The opioid crisis in the US has grown to such alarming dimensions that librarians have to administer rescue drugs, police officers suffer from accidental exposure and their canine partners are increasingly vulnerable to overdose by ingesting trace amounts of narcotics.
And now federal authorities are warning all first-responders, including paramedics and firefighters, about the lethal dangers of fentanyl, a synthetic opioid that is so powerful that merely touching it can send you into an overdose. Officials say that inhaling or absorbing a tiny amount matching just five or six grains of salt through a scrape or cut can kill, USA Today reports.
The toll of the overall epidemic has been staggering. Between 1999 and 2015, the number of deaths from opioid overdose quadrupled in the United States—meaning that about 91 people die from opioid abuse every day, according to the Centers for Disease Control and Prevention (CDC).
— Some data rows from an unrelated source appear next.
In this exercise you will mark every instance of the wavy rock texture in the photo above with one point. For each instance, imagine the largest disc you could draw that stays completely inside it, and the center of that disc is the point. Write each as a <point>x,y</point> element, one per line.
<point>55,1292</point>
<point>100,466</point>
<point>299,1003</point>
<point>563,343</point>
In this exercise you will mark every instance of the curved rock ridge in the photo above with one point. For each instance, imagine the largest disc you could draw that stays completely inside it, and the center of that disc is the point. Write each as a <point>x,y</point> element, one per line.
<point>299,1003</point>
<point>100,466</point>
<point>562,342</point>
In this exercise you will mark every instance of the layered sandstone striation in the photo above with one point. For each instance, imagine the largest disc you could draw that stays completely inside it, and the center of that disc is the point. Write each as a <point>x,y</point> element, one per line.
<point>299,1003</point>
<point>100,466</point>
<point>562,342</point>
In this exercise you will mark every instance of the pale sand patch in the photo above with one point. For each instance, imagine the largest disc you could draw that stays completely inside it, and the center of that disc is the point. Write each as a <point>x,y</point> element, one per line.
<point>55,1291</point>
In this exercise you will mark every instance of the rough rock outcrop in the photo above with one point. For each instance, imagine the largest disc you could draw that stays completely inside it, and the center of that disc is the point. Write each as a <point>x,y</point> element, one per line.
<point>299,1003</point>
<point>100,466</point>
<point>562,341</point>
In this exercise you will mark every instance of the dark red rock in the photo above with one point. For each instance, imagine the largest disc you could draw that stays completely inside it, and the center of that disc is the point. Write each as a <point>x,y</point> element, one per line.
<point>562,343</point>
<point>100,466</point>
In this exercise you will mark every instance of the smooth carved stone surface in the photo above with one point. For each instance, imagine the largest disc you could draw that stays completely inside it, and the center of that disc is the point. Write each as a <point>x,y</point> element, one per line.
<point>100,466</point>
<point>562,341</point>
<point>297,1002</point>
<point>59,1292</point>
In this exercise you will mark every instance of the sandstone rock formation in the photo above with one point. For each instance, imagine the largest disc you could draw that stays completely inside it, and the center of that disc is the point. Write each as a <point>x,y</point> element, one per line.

Although heroin use has been on the rise among all demographics, the main drivers of the crisis are prescription opioids such as oxycodone, hydrocodone, and methadone, the CDC says. Since 2013, law enforcement have been encountering more and more drugs that test positive for fentanyl, which is 25 to 50 times more potent than heroin. An even more recent development is lacing drugs with carfentanil, a substance used as an elephant tranquilizer.
The drugs in circulation now are so powerful, that they often lead to unexpected consequences:
On Tuesday (June 6), the Drug Enforcement Administration issued the urgent warning to law enforcement and first responders to caution them about the drug’s lethality, urging precautions including gloves, masks and even shoe coverings at potential drug scenes.
This move came after officers in at least four states suffered exposures. In one case in May, an Ohio police officer was left with some white residue on his shirt after searching a car of drug-dealer suspects. An hour after he absentmindedly brushed off the powder, he lost consciousness. He needed four doses of Narcan (naloxone), the overdose-reversing drug, to recover. According to the online trade publication EMS1, a firefighter-paramedic in Manitoba, Canada also had to be given Narcan after he experienced problems with breathing when responding to a possible fentanyl overdose.
After a flash-bang grenade hit a stash of powdered heroin and fentanyl during a drug raid in Hartford in 2016, Connecticut, 11 SWAT team members were sent to the hospital to be treated for their exposure to the narcotics. Police are already considering whether to change their procedures, for instance by introducing gas masks or hazmat suits, according to NPR. They are also stocking up on Narcan.
Several counties in Ohio, a state with one of the highest rates of drug overdose deaths in the US, are routinely running out of space in their local morgues, The Canton Repository and NBC News reported. They have has to borrow temporary cold-storage trailers, normally intended for disaster response, from the state’s health department. Drugs aren’t the only reason for the morgue shortage—the suicide rate in the area has also gone up, according to local law enforcement —but they are a significant factor. In March, an investigator told NBC that “the new thing” was mixing methamphetamine with carfentanil.
In Canada, where the problem is just as acute, funeral homes started keeping naloxone in case mourners or their staff handling bodies accidentally overdose on drugs. Crime labs also now have extra doses of the treatment on hand.
In Philadelphia, librarians at one location have become so accustomed to overdoses in the bathroom they can tell what kind of drug the victim had used by the sound they make falling to the floor—sliding down for heroin, collapsing for fentanyl, reported Philadelphia Inquirer columnist Mike Newall. Librarians in North Philadelphia have been training how to use Narcan. One of them had to use it on four people.
A small amount of fentanyl can kill a human, but it takes even less for dogs. Last year, three dogs in Florida had to be rushed to a vet after ingesting the drug, which they can also absorb through their paws. “Dogs are not looking for drugs with their eyes and feeling with their fingers; they’re literally breathing it in and inhaling it,” Brian Foley, deputy police chief in Hartford, Connecticut told CBS News. In Massachusetts, officers are now carrying Narcan inhalers for K-9 partners.